Obama's not stoking rage over the AIG bonuses. In fact he was late to the party. The rage is self-stoking. It's sui generis rage. It's the spontaneous combustion of rages and the amazing thing is how restrained it's been so far.

What the Obama administration is trying to do is head off a populist firestorm caused -- in its entirety, 100% -- by the incompetence and sheer, bloody-minded stupidity of the great captains of industry. How in God's name can anyone be expected to justify billionaires getting trillion dollars bailouts while paying themselves millions in taxpayer money? Of course there's rage. It's kind of off the topic, hysterical and overblown, but it's also inevitable.

But Rick, it's been coming for a long, long time. We've smiled benignly at a corporate culture which holds that profits derived from firing workers should be translated into bonuses for the executives who did the firing. How did you think that was going to end up? Didn't you think there might be some pushback at some point?
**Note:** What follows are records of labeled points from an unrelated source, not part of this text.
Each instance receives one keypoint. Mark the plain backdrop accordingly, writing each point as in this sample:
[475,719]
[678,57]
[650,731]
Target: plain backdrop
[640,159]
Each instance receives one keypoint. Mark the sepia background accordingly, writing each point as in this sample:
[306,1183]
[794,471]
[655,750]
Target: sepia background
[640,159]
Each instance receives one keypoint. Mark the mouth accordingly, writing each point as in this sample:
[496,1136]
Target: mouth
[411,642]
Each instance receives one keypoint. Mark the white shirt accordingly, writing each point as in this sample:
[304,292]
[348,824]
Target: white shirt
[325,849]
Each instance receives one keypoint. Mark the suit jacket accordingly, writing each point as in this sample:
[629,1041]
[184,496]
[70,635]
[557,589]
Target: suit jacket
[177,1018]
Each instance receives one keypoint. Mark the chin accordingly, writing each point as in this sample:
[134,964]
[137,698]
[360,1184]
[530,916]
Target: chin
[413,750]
A touch of moderation on the part of corporate greedheads, and a sense of basic decency, would in turn have moderated the pushback but we don't demand moderation or decency, we praise greed and giggle at excess.

If we need to pump the people's money into the banks to refloat the credit market then we need the people to be on board. Which means diverting their rage so that we can get back to what matters. And that's what Obama is doing. With no help from the jackasses in the big New York skyscrapers or from myopic right wing or left wing pundits.

Comment Posted By michael reynolds On 22.03.2009 @ 12:05

A TEPID BUT REALISTIC DEFENSE OF THE OBAMA ADMINISTRATION IN THE AIG MATTER

Like you I try to judge by long-term results. I think Obama is trying to play the long game, which I think is a good idea. But I'm surprised at how off-balance his message machine has been. Is Axelrod on vacation?

I don't know with Geithner whether what we're seeing is a clumsy sort of wait-and-see, or whether he's just lost. It's almost as if with Bernanke and Geithner and the president there's a sneaking feeling that things will sort themselves out over the next months to a year.

They don't seem as scared as their own rhetoric suggests they should be. I find this interesting.

I'm just not seeing a clear narrative that makes sense to me, not from any side.